Sure there is. Rates could go back down a lot - especially short rates given we are tilted (stupidly) towards bills and not long bonds. I'm not predicting this, but it's obviously possible.

quote:

In July the debt was $32.6T, today we're at $34.6T. This means that around every 4 months the federal debt increases by $1T (prior to COVID it was around 12 months). With only servicing debt without paying it off, that timeframe will continue shorten as time goes on and that shortening will happen faster. This isn't speculation, it's basic math.

I would argue that this puts us now beyond the point where 2% annual inflation no longer reduces (nor even maintains) debt burden. We may even be beyond the point where 3% maintains debt burden.
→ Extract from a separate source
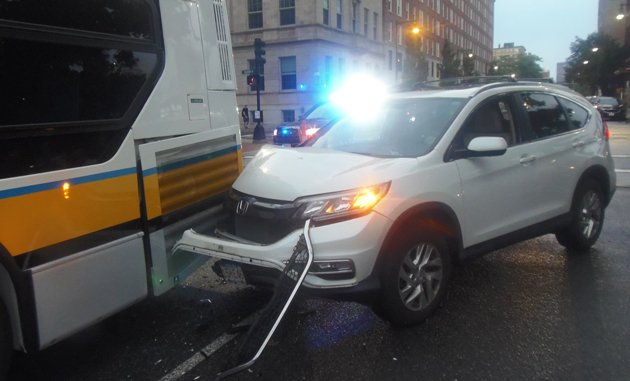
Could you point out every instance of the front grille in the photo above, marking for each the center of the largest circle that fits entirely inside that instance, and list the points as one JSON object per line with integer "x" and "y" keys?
{"x": 263, "y": 221}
Because there's nothing in the works to change course on the federal government's debt creation, there's nothing in the works to change the fact that the growth of debt servicing is going to outpace revenue growth (if it hasn't already happened). This isn't "wish-casting", it's looking at the data and extrapolating what's likely to happen based on what's driving that data. It's nothing more than understanding cause and effect.
Look, I'm not arguing we are on an ideal path. But I notice you didn't mention GDP anywhere in your analysis. I think we're north of $25T now. You should at least mention that when quoting nominal debt levels.

My argument is that the easy part is predicting doomsday. Your "obvious math" could take many decades to in theory play out - and clearly none of us has any predictive ability around tech/productivity in those out years.

I think it's silly to be predicting short term "collapses" (not that you yourself have done that).
Posted by Big Scrub TX
Member since Dec 2013
33403 posts
Posted on 3/29/24 at 11:05 am to
quote:

Japan isn't a valid comparison to us. They are a net exporter.
They are a net importer of food and energy. Would you like to swap spots on that?

quote:

Trump and Biden trade policy with China is reversing the formerly deflationary effects of globalization.
I think this is the much bigger story.